Data extraction and spatial / 3D representation from BGS borehole data in AGS format with Python

Open lithology datasets are scarce and most times they come in certain exchange formats that can´t be easily coupled with other softwares. Python has the tools to read and extract data from those files and provide them in more friendly formats as csv or xlsx. With the use of spatial libraries as Fiona or 3D visualization libraries as Pyvistas we can go one step further and process our data as shapefiles or vtks.
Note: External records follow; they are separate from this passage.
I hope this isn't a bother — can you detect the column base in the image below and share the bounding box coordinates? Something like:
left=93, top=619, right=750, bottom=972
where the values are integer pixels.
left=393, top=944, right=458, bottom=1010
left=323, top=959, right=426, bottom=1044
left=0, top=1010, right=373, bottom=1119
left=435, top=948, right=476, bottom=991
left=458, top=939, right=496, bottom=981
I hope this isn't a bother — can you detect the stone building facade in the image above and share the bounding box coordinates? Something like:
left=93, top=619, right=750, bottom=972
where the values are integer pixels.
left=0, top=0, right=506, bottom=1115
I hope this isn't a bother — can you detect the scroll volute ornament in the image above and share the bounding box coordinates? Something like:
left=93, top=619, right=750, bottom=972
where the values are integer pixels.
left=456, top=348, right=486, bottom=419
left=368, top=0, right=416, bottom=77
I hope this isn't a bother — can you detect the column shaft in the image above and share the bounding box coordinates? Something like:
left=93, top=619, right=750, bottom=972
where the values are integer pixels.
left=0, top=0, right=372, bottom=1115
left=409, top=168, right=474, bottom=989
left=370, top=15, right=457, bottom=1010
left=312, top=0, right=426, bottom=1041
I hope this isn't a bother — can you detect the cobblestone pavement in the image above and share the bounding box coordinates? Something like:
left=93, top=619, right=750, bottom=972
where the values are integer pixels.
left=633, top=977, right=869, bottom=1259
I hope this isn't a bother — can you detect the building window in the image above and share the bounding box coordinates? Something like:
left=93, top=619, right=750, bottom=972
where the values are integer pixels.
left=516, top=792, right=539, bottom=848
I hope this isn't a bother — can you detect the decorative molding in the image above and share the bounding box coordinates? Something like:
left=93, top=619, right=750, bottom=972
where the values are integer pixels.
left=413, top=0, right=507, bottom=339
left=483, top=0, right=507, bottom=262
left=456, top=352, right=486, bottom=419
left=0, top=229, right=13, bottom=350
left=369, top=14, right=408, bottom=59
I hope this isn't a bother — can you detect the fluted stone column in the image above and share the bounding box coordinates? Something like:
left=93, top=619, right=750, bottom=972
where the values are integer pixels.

For this tutorial you have to create a geospatial conda environment following the steps of this link.

Tutorial

Python code

The code is divided in two parts:


Data formating and spatial representation

import pandas as pd
import numpy as np
import re
import fiona
#get empty lines
agsData = open('../inputData/Queen_Mary_Reservoir.ags').readlines()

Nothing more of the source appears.